Der Klimagipfel geht zu Ende, der Kampf gegen die Klimakrise aber geht für die kommende Bundesregierung erst richtig los. Timon Dzienus, Vorsitzender der Grünen Jugend, und Nemir Ali, Vize-Chef der Jungen Liberalen, blicken im Streitgespräch bei ntv.de sehr unterschiedlich auf den Klima-Kurs der Ampel. Beide kennen einander aus dem gemeinsamen Engagement ihrer Landesjugendparteien gegen das niedersächsische Polizeigesetz. Einig sind sich auch beide darin, dass die kommende Regierung das 1,5-Grad-Ziel verfolgen muss. Doch anders als beim Jungliberalen Ali ist beim Grünen Dzienus die Sorge groß, ob alle Parteien die gleiche Dringlichkeit verspüren.

ntv.de: In Prozente aufgeteilt, wie viel Ihrer Aufmerksamkeit gilt gerade den Koalitionsverhandlungen in Berlin und wie viel dem Klimagipfel in Glasgow?

Timon Dzienus: 90 zu 10 zugunsten der Verhandlungen würde ich sagen. Durch unser Amt sind wir natürlich in die Koalitionsverhandlungen eingebunden, auch wenn wir nicht direkt mitverhandeln.
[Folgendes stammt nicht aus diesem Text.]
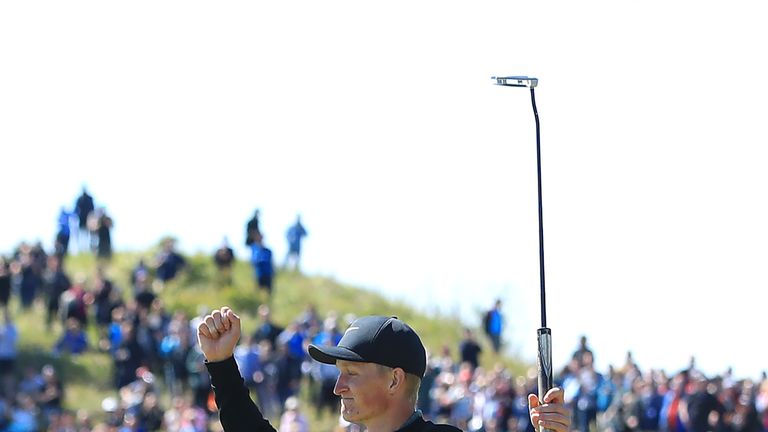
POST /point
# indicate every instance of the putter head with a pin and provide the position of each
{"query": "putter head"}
(517, 81)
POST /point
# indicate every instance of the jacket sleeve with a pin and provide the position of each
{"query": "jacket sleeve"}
(237, 412)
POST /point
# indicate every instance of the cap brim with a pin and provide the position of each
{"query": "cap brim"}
(329, 354)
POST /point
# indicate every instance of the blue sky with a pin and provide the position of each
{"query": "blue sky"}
(414, 174)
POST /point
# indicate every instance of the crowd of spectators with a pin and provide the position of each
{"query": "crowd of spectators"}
(154, 358)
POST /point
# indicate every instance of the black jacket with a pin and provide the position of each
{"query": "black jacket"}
(238, 413)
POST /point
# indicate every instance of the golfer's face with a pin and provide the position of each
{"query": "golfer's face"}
(363, 390)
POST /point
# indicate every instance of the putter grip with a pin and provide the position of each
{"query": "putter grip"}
(544, 363)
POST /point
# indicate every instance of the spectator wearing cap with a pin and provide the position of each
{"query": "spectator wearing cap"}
(381, 361)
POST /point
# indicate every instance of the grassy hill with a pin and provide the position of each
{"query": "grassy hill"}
(88, 376)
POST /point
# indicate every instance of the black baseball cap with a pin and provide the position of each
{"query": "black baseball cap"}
(382, 340)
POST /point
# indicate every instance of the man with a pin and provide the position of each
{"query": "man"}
(294, 235)
(493, 323)
(381, 362)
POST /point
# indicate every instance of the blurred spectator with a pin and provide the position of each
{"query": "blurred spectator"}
(169, 262)
(56, 283)
(24, 415)
(224, 258)
(9, 340)
(104, 226)
(263, 267)
(83, 208)
(325, 375)
(252, 231)
(150, 415)
(294, 235)
(493, 323)
(174, 349)
(106, 297)
(61, 244)
(140, 272)
(292, 419)
(51, 397)
(75, 302)
(30, 264)
(469, 349)
(73, 341)
(5, 283)
(582, 350)
(128, 354)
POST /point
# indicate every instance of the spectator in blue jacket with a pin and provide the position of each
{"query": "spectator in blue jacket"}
(263, 267)
(294, 235)
(74, 340)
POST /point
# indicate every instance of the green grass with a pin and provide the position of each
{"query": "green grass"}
(88, 377)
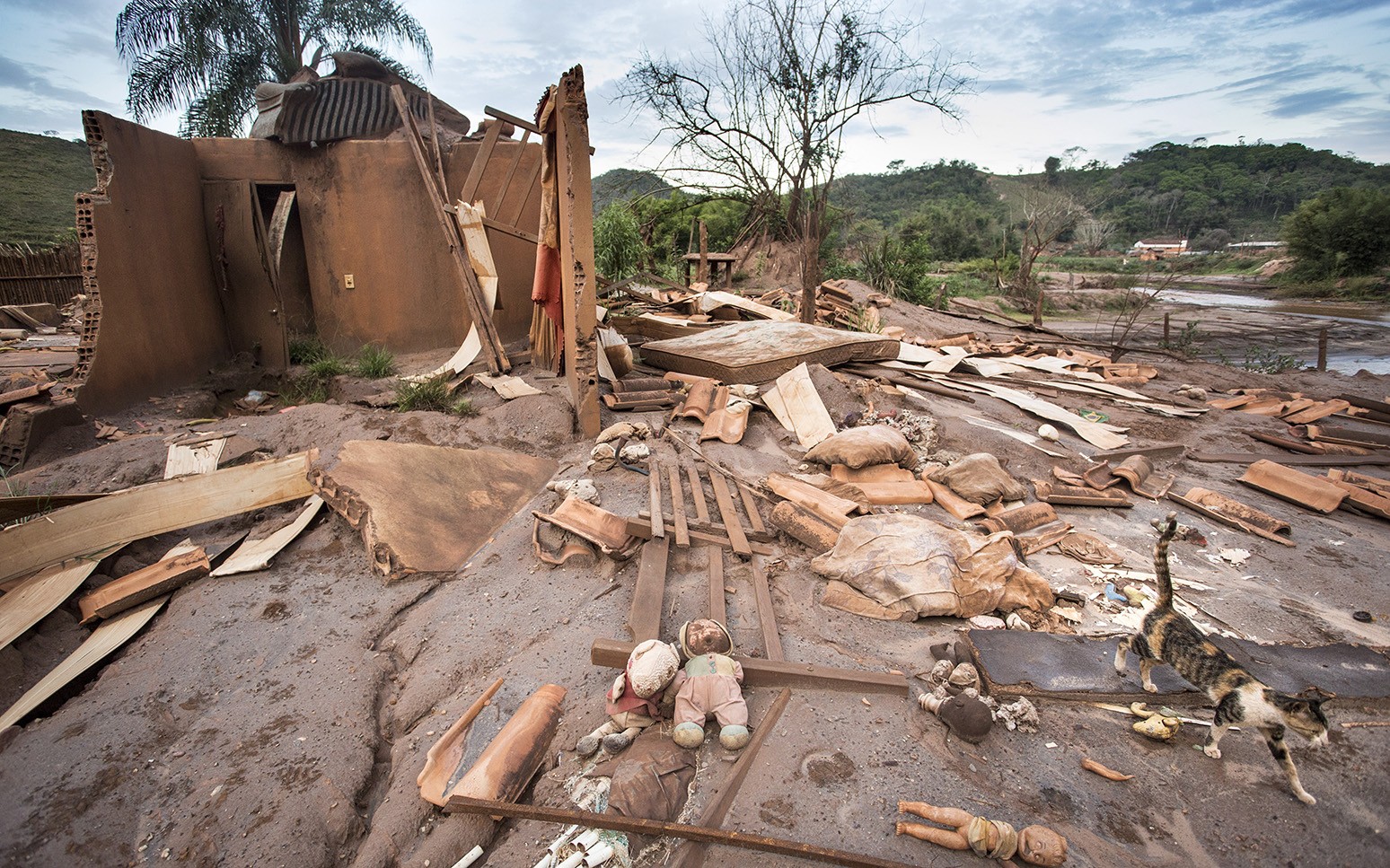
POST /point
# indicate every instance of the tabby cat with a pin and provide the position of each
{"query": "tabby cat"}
(1171, 637)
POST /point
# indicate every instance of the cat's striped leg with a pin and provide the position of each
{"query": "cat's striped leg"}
(1275, 738)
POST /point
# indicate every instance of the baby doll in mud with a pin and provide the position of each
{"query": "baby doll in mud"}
(987, 837)
(636, 699)
(709, 687)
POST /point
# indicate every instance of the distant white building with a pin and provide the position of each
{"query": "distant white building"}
(1158, 249)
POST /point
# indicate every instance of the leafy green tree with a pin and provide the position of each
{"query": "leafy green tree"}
(1343, 232)
(618, 243)
(207, 56)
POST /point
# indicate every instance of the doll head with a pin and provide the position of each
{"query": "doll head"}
(1042, 846)
(651, 667)
(705, 636)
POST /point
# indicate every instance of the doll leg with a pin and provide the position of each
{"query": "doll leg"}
(690, 717)
(590, 745)
(631, 725)
(946, 817)
(732, 713)
(946, 837)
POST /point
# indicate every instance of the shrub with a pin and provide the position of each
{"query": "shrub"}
(618, 243)
(374, 363)
(428, 395)
(1343, 232)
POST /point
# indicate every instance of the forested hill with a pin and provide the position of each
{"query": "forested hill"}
(616, 185)
(38, 178)
(1166, 189)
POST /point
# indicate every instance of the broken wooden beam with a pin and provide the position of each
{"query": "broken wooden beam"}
(132, 514)
(639, 528)
(33, 598)
(644, 619)
(682, 536)
(159, 578)
(577, 271)
(726, 510)
(692, 855)
(463, 804)
(654, 484)
(766, 617)
(104, 639)
(715, 573)
(611, 653)
(479, 309)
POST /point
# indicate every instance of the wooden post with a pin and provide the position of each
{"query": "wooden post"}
(492, 350)
(702, 273)
(572, 149)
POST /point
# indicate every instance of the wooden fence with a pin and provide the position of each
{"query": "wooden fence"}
(31, 276)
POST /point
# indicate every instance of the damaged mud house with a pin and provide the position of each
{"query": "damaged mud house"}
(692, 583)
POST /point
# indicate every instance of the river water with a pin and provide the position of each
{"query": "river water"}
(1371, 355)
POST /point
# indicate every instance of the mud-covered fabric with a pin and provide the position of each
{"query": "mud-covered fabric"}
(859, 447)
(981, 479)
(908, 560)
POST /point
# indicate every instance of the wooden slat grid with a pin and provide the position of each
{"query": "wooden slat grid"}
(37, 276)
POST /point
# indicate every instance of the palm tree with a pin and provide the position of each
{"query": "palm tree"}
(210, 55)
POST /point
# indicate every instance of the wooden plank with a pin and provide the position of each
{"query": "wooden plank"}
(510, 215)
(40, 593)
(692, 855)
(471, 291)
(509, 386)
(132, 514)
(444, 758)
(644, 619)
(755, 520)
(611, 653)
(103, 641)
(674, 829)
(698, 495)
(510, 230)
(187, 459)
(831, 509)
(801, 408)
(154, 581)
(479, 162)
(256, 555)
(577, 269)
(1095, 434)
(654, 489)
(22, 505)
(682, 533)
(512, 119)
(728, 514)
(717, 609)
(469, 221)
(712, 528)
(641, 530)
(766, 617)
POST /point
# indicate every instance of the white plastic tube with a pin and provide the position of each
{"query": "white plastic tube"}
(471, 855)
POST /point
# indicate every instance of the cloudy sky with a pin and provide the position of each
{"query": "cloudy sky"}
(1105, 75)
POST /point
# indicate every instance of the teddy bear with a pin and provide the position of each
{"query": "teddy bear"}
(636, 699)
(709, 687)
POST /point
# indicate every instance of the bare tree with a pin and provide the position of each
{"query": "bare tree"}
(761, 109)
(1095, 233)
(1047, 215)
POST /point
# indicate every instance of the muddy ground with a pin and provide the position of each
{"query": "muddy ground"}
(281, 717)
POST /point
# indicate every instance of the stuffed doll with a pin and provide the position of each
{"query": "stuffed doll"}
(987, 837)
(636, 699)
(709, 687)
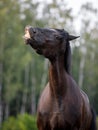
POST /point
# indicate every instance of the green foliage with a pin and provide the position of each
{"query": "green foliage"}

Ich finde es aber schade, dass relativ wenig über Glasgow berichtet wird. Die Entscheidungen sind schließlich teilweise weitreichend für die nächsten Jahre.

Nemir Ali: Bei uns Jungen Liberalen sieht es ähnlich aus. Zusätzlich zu den Koalitionsverhandlungen findet am kommenden Wochenende der JuLi-Bundeskongress statt, erstmal seit zwei Jahren wieder in Präsenz.
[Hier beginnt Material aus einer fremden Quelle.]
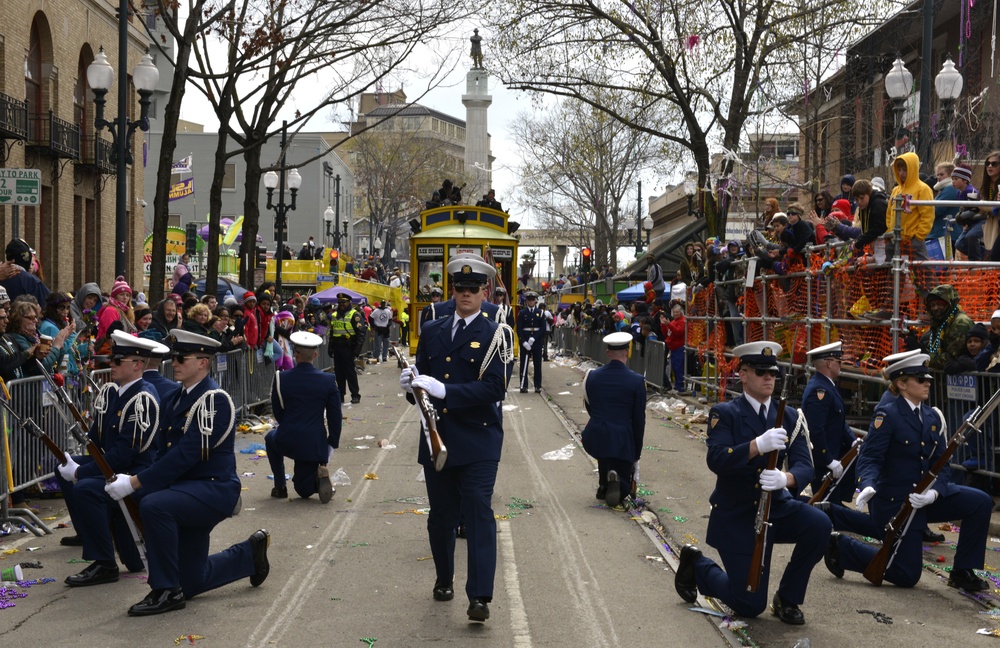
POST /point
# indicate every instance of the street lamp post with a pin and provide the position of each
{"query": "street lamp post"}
(100, 76)
(272, 180)
(898, 83)
(948, 85)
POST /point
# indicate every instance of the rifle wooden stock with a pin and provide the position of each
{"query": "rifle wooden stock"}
(763, 511)
(439, 453)
(829, 482)
(875, 572)
(79, 432)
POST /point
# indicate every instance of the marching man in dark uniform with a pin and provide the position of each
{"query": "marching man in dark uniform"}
(126, 417)
(531, 333)
(460, 364)
(831, 438)
(191, 488)
(740, 433)
(306, 404)
(615, 397)
(905, 439)
(346, 337)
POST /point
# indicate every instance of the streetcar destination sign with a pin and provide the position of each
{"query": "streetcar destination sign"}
(20, 187)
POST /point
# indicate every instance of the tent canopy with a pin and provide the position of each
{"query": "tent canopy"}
(329, 296)
(631, 293)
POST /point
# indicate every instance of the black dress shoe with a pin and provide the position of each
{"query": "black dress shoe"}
(478, 610)
(158, 602)
(613, 495)
(929, 536)
(94, 574)
(966, 579)
(443, 592)
(788, 612)
(832, 556)
(259, 541)
(685, 582)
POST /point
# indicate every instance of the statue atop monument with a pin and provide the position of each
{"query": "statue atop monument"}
(477, 50)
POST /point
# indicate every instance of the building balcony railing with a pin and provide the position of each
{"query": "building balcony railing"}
(97, 153)
(13, 118)
(57, 136)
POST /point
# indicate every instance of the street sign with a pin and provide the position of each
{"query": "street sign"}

FDP und Grüne waren bei den Jungwählern stärkste Kraft. Ist bei jungen Menschen das Interesse an Klimapolitik so groß, wie es mit Blick auf die Fridays for Future -Proteste oft behauptet wird?
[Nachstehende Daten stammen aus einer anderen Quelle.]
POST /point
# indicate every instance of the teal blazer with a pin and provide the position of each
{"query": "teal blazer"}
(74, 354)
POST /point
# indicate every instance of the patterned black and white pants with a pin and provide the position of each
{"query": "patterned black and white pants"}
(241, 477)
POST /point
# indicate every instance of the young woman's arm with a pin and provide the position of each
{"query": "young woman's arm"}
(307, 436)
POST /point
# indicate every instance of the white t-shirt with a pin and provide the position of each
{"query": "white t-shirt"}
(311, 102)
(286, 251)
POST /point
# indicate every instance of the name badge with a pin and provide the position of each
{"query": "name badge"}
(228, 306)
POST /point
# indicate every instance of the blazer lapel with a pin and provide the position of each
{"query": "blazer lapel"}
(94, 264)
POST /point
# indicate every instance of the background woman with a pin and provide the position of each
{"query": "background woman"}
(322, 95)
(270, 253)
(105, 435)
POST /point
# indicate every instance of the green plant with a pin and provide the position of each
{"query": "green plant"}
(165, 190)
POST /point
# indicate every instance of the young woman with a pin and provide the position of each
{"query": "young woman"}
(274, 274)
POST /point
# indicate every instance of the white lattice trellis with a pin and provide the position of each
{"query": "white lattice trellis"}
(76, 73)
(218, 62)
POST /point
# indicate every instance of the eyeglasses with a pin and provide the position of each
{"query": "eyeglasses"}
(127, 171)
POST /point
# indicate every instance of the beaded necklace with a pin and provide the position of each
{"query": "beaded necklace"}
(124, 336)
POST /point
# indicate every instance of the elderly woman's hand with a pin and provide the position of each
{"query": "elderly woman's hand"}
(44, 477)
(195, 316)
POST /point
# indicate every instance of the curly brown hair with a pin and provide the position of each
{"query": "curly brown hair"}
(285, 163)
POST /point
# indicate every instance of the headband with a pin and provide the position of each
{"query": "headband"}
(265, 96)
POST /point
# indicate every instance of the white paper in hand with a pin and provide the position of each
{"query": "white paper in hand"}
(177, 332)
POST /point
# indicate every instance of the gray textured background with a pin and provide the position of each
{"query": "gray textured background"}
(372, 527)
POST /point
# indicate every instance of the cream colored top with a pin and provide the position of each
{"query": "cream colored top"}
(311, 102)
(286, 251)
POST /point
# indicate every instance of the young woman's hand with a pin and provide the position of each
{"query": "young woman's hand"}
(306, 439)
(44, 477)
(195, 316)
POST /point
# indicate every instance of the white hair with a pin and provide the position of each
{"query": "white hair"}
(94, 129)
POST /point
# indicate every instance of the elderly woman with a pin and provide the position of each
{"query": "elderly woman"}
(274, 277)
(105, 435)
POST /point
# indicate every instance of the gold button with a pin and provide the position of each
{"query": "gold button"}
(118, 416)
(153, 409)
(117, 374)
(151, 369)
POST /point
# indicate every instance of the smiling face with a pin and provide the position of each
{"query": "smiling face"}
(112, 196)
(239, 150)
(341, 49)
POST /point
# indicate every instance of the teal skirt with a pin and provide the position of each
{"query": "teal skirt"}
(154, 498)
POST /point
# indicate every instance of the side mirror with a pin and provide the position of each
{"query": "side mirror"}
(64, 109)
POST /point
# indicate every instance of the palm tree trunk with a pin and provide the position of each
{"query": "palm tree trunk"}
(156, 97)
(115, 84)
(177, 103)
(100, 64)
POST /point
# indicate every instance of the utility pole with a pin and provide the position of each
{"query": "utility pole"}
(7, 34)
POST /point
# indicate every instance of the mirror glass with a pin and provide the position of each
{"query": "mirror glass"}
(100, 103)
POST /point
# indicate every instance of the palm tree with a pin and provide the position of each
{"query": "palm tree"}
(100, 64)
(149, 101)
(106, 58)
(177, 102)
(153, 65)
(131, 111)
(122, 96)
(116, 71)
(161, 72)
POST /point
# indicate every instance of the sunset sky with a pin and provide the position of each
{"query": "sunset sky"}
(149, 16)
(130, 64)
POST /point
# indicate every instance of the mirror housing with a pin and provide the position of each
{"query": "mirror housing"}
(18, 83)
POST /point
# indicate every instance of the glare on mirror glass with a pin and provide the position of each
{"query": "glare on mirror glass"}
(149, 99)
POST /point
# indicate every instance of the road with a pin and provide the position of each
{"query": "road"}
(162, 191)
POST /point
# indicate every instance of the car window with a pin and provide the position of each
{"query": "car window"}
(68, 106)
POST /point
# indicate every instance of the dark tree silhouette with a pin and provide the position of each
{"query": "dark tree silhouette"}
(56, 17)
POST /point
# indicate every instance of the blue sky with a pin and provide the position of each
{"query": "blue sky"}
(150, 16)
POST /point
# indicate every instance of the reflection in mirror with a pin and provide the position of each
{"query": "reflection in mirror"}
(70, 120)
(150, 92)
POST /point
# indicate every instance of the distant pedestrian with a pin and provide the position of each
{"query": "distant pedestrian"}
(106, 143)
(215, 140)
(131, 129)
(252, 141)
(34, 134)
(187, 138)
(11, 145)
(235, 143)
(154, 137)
Ali: Ich glaube schon, dass sich junge Menschen sehr stark für Klimathemen interessieren. Und zwar nicht nur diejenigen, die Grüne gewählt haben, sondern auch diejenigen, die die Freien Demokraten gewählt haben, weil ja auch wir ein Klimaschutzprogramm vorgelegt haben. Aber es gibt natürlich auch viele andere Themen, die jungen Menschen wichtig sind, von der Digitalisierung über die Altersvorsorge bis zum Umgang mit jungen Menschen in der Corona-Krise.

Dzienus: Die Klimapolitik ist die zentrale Zukunftsfrage. Nur wenn wir es hinbekommen, den CO2-Ausstoß schnellstmöglich zu reduzieren, schaffen wir es, Klimaziele einzuhalten. Wenn ich die Zwischenstände aus den Koalitionsverhandlungen höre, habe ich den Eindruck, dass noch nicht allen Verhandlern in FDP und SPD die Ernsthaftigkeit der Krise bewusst ist. Das macht mir Bauchschmerzen, auch mit Blick auf die nächsten Jahre.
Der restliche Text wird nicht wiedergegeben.